His concern for the personal wellbeing of the Imperial family also put him at odds with many of his countrymen. He had already warned the Tsar that “The Bolsheviks are after me, and then will be after you”. On 11th August, he told the Tsar to prepare his family to leave Tsarskoe Selo within a few days, but, to avoid wagging tongues, gave no indication of the destination.

The family hoped they might be going to their palace at Livadia in the Crimea. But, once again, the Tsar seems to have been ready to retreat into the present:

12th August  Today our dear Alexei turned 13 years old. May God give him health, patience, strength of spirit and body in the coming difficult times. We went to Mass and after lunch to the service in which they presented the image of the Virgin. Somehow it was especially warm to offer prayers to Her Holy Image together with all our dear people.

The “small” palace at Livadia, the preferred residence of the Imperial family

His imperturbability – even now, it is hard to know how far it was a pose – contrasted with that of his erstwhile subject, Lev Bronstein, aka Trotsky, who had been arrested on 23rd July. He claimed later to have had few doubts as to how the present crisis would play out:

The soldiers were now saying, to the last man: ‘Enough of bloodshed! What good are land and freedom if we are not here!’ When enlightened pacifists try to abolish war by rationalistic arguments they are merely ridiculous, but when the armed masses themselves bring weapons of reason into action against a war, that means that the war is about over.

A steady exodus of Westerners from Petrograd testified to the growing sense of foreboding. American war photographer, Donald Thompson, left at the end of the week to catch the train to Vladivostok. He contrasted the euphoria and revolutionary optimism five months earlier with its relapse into bitterness and despair:

I see Russia going to hell, as a country never went before.

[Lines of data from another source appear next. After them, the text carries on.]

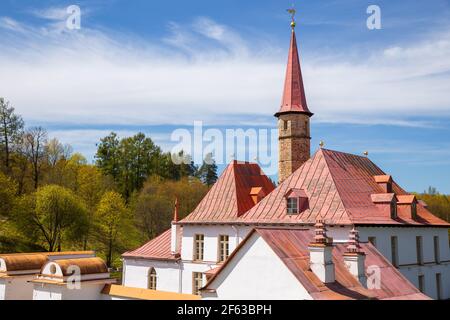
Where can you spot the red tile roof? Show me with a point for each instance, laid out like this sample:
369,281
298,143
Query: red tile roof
340,188
291,246
230,197
294,98
158,248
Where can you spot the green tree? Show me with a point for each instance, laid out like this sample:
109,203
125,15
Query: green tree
153,206
11,128
52,215
208,171
33,147
113,223
108,155
8,190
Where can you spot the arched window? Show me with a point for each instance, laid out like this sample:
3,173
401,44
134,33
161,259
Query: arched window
152,279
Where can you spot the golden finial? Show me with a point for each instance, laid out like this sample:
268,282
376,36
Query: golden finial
292,12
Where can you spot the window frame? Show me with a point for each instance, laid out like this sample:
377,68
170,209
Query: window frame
419,250
372,240
197,282
421,281
152,279
437,250
199,247
439,285
394,251
289,208
223,250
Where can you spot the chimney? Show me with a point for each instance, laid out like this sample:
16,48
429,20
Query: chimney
321,254
257,194
385,182
354,258
408,203
174,239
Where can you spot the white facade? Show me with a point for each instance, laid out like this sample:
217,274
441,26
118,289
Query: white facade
16,287
178,276
256,274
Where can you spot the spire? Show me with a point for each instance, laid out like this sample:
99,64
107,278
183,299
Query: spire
320,237
353,246
175,213
294,98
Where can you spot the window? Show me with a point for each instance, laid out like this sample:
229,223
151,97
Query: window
422,283
394,250
414,210
199,243
419,250
292,205
224,248
197,282
437,256
439,286
394,209
152,279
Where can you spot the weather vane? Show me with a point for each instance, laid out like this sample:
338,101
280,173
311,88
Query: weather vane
292,12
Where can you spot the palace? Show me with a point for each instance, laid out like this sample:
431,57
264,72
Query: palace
336,227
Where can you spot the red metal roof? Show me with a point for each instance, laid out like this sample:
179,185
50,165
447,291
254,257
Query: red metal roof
291,246
230,196
294,98
158,248
340,188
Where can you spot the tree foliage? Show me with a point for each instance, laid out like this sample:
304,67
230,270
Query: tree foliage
53,215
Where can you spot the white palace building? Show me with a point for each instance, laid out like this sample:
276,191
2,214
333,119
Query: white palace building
336,227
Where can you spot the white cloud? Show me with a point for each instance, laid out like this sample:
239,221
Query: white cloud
207,71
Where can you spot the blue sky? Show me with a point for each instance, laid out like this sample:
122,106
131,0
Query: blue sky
155,66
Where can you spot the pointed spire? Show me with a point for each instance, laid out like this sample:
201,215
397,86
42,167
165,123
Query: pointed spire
320,233
175,213
294,98
353,246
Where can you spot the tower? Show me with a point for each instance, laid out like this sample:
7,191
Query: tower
293,117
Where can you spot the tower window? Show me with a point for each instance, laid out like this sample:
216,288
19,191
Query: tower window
422,283
439,286
437,256
394,251
292,205
152,279
199,244
197,282
373,241
224,247
419,249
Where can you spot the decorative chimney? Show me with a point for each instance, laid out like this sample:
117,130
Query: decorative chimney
385,182
321,254
408,203
257,194
174,239
354,258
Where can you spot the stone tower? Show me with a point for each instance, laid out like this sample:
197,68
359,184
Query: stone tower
293,118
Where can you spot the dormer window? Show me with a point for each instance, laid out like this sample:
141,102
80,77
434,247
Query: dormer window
296,201
292,206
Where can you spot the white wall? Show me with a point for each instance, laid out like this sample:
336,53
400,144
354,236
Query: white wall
16,288
407,254
257,273
136,274
56,292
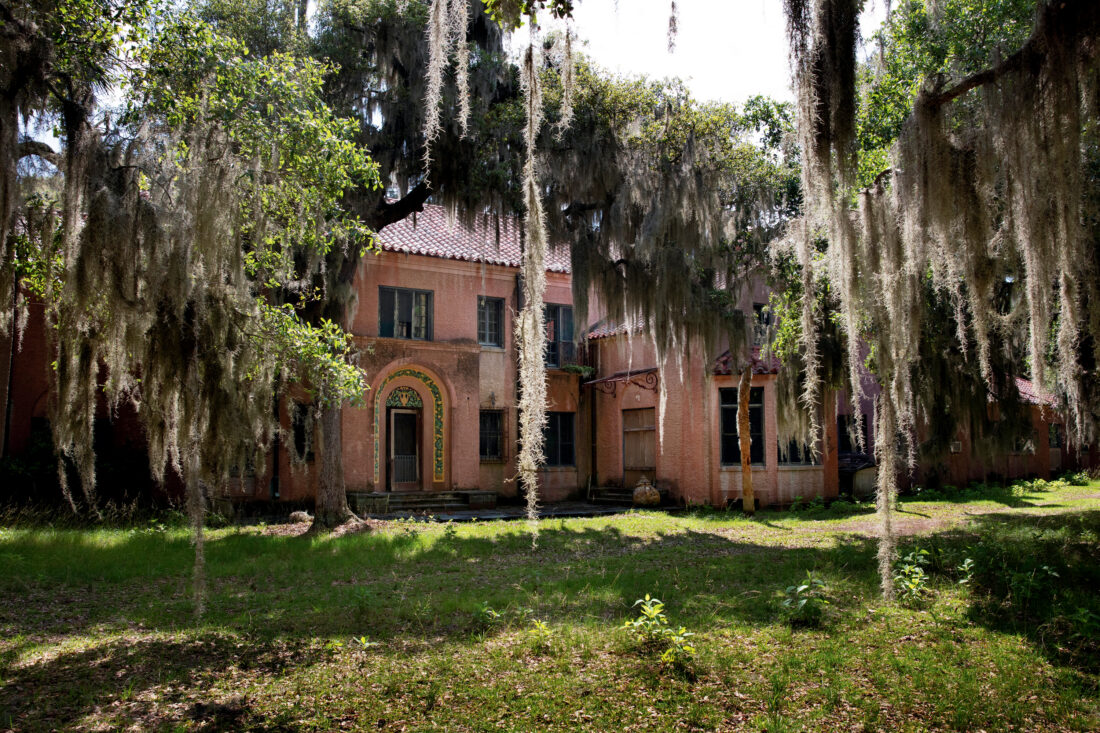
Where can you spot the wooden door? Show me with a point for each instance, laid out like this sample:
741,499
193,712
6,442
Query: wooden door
404,450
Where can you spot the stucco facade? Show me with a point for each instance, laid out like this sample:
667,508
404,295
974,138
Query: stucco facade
436,381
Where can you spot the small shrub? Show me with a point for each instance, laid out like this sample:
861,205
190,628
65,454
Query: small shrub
540,634
680,653
364,642
910,577
966,571
486,615
651,631
651,626
804,603
1079,479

Russia felt like a lost cause just then. In truth, no nation was wholly insulated from the volatility which total war imposed upon its people. Ethel Cooper, the Australian musician, was still stuck in Leipzig and wrote to her sister on 12th August in alarming terms about what was happening there:

There is an outbreak of something here that they don’t call cholera, but which is certainly an extremely infectious dysentery. Dr Knopf tells me that the hospitals are crammed, and people are dying of it by hundreds.

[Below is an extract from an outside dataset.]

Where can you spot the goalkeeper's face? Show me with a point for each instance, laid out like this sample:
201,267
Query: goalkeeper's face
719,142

Princess Evelyn Blucher, the Englishwoman in Berlin, was more preoccupied by the food shortages afflicting the Germans:

…The food controllers in a panic promised… extra meat at a cheap price, to make up for the curtailed bread rations, and ordered all the milk cows in certain districts to be slaughtered. This promptly took place, to the great rage of the agriculturists, who indignantly opposed the ‘madness of the order.’ But it was too late, the order had been carried out, and for a week or two there was such a surplus of meat that it actually had to be given or thrown away, to prevent its spoiling in the hot weather.

The result is now that milk is running short, and there is renewed grumbling…

A dramatic portrait of Countess Blucher

Rather haughtily, perhaps, she seems to have considered the Germans too quiescent to do much more than grumble:

…riots and disturbances do now and then take place, though they are hushed up. The Germans are such a patient and long-suffering race that they do not as yet realize their own power, and the Prussian precept, ‘Es ist verboten,’ has been so drummed into them that they accept all regulations and orders without any further demur. I do believe that if they were bidden to go out and eat grass, they would obey in herds, without any further question.